Goss's Eric Bell told me manroland largely kept out of the US, and the homeland maker - now proudly back under American ownership following completion of the acquisition by AIM, although not yet of the former Chinese joint venture - is reaping the rewards. Most or all of the heatset kit it sells in the country is produced there and for whatever reason, the next two single-width Magnum Compact presses sold - for Community Impact in Austin and a customer in Mexico - will also be built in Fort Worth.

While it is the intention that AIP will acquire the Chinese operations, it hasn't happened yet, and a six-tower Universal 75 for People's Daily was built in the US at the customer's request. The delivery list is comprehensive and apparently even includes Printstreams and V30s.
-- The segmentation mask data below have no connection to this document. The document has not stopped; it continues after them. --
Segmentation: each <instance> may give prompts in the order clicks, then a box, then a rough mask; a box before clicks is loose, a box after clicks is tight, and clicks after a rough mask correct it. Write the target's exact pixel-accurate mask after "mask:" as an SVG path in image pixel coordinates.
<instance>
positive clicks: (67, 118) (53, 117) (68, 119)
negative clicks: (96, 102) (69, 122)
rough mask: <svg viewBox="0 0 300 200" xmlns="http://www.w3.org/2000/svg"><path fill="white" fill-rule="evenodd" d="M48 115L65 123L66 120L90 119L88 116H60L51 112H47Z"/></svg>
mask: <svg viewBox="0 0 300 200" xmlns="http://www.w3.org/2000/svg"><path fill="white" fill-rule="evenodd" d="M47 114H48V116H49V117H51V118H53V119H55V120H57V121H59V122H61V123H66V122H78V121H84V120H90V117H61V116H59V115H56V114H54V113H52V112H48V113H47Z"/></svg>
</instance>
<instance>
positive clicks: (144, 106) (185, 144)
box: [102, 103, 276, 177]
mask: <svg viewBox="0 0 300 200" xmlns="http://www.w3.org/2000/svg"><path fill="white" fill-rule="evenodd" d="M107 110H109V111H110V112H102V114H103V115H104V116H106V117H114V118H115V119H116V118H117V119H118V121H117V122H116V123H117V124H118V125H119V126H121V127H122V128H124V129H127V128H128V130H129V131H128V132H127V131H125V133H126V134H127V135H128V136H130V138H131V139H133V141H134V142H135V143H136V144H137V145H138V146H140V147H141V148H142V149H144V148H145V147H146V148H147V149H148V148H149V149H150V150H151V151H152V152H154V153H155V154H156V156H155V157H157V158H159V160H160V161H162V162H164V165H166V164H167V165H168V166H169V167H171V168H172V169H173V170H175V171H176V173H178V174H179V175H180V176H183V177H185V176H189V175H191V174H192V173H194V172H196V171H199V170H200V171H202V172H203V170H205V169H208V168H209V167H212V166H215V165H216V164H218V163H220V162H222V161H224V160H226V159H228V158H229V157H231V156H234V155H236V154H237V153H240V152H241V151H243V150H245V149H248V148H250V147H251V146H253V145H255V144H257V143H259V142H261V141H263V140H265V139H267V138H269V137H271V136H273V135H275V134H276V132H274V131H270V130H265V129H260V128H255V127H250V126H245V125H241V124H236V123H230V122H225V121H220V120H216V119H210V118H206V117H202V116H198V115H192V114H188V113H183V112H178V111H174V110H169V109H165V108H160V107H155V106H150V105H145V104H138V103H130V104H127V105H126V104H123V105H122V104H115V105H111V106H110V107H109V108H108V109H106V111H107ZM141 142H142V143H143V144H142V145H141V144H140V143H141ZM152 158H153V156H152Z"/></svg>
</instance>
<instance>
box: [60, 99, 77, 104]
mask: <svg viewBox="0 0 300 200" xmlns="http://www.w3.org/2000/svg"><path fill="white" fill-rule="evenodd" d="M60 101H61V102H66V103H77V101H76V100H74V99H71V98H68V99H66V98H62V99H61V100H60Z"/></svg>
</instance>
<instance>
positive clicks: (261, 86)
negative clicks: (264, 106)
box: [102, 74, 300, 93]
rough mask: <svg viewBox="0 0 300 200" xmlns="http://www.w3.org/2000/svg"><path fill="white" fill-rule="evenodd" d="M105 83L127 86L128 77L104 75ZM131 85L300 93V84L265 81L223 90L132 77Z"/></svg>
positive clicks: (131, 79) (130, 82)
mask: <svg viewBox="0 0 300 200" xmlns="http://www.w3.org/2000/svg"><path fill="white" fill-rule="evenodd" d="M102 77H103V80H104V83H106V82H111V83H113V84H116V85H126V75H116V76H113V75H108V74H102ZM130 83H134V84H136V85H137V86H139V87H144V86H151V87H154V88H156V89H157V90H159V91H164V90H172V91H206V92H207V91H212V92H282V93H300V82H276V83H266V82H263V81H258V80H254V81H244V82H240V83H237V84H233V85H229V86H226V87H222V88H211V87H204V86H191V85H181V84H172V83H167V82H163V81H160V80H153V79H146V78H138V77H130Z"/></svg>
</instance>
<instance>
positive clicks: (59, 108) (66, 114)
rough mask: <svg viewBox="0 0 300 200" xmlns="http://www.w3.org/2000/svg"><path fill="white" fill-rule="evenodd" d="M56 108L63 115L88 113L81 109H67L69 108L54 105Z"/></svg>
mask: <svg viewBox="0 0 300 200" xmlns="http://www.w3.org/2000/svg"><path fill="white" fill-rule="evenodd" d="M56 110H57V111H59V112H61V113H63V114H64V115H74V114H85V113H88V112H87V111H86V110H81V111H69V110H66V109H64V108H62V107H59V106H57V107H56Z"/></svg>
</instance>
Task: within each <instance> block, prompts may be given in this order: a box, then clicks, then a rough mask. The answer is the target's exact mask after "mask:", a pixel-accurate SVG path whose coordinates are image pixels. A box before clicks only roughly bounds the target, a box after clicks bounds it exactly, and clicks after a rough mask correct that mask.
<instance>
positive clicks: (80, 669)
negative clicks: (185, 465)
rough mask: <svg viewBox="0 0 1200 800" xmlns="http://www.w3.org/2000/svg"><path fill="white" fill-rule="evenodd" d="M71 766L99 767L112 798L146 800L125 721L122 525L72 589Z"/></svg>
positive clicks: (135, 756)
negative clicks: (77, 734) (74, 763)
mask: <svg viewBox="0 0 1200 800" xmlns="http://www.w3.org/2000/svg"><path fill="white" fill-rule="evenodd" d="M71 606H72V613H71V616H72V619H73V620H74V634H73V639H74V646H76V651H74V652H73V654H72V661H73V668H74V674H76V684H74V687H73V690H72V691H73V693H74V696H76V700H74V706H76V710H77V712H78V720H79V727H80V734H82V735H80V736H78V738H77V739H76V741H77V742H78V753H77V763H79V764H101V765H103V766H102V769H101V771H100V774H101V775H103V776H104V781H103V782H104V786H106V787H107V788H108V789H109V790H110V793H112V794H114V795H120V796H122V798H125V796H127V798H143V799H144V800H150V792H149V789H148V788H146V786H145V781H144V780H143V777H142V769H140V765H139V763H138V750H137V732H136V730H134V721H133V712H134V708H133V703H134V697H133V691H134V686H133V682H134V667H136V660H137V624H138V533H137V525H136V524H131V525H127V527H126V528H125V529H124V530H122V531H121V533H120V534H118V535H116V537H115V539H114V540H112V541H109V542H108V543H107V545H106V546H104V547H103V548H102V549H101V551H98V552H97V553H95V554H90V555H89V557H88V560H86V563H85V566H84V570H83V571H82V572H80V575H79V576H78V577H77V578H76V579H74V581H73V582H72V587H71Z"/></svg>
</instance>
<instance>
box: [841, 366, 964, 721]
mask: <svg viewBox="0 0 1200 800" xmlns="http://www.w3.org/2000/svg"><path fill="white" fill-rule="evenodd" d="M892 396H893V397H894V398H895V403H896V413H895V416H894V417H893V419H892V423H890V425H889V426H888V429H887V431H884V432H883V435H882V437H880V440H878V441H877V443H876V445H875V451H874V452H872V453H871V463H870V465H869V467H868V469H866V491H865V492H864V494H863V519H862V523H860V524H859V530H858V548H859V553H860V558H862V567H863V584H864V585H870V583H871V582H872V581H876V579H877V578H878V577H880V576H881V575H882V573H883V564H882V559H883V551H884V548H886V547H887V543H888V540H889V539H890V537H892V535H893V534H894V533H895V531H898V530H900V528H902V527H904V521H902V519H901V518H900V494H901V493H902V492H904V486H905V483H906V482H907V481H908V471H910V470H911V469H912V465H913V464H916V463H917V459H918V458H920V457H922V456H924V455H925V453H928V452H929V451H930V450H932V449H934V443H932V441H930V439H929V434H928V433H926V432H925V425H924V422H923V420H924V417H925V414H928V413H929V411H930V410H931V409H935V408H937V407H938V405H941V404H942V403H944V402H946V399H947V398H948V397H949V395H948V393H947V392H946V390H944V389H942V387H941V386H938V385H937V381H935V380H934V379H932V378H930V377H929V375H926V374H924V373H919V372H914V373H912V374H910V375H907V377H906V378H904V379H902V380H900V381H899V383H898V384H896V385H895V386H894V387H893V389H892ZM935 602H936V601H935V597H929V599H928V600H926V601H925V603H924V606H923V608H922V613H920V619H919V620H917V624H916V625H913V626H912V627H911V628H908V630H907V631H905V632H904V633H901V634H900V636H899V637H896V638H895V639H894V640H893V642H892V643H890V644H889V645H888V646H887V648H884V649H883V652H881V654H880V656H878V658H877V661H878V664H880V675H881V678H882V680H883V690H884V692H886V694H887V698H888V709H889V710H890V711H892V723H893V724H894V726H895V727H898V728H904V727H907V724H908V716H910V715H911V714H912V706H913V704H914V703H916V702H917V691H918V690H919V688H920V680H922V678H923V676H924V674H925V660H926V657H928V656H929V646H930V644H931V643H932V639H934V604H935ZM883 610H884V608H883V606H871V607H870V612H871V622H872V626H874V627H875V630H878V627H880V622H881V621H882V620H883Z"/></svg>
Both the German majors have had flirtations with Asian manufacture in order to compete in the single-width market - last year accounting for almost half the volume - where "low-cost" and "German engineering" are effectively incompatible terms. manroland has a stripped-down single-width press - complementing its more expensive Cromoman - ready, but lacks a customer for it. It's a segment where the company developed a "built for India" 4x1 Cromoman version - multiple of which have been delivered to Bennett, Coleman & Co - only to find that publishers in other countries were interested in cheaper presses.

And not necessarily new ones: in the aisles, I got talking to a Florida printers' engineer who had driven a project for a Canadian publisher based on an "obsolete" KBA Colora tricked up with product and control automation, and there's some of this spirit in at least one major project currently underway in the USA.

DCOS recently completed a major drive and control upgrade on an elderly Geoman, bringing contemporary benefits to what had been confirmed as a mechanically sound base, and specialists Harland-Simon and ABB do these things routinely for customers around the world.

Both the German press makers have entered the fray, and manroland is close to completing the development of a complete range of control systems which include colour registration and now density control - IDCμ for newspapers, from through its Grapho Metronik subsidiary - under a new PECOM-X umbrella brand. Integration and queue management for hybrid offset/digital operations are also part of the offering.

The first IDCμ system has been commissioned at Druckzentrum Oberfranken in Bamberg, Germany.

If that evokes memories of Heidelberg's "total solution" world domination days, a solution is emerging. For those with proprietary control systems - such as those of his QI Press Controls and EAE companies - Menno Jansen told me of the growth of the Prime Network which builds and shares interfaces so that companies can differentiate themselves "by who we are, not by the interface protocol".

As control automation becomes almost the key element in production, that's an increasingly important factor.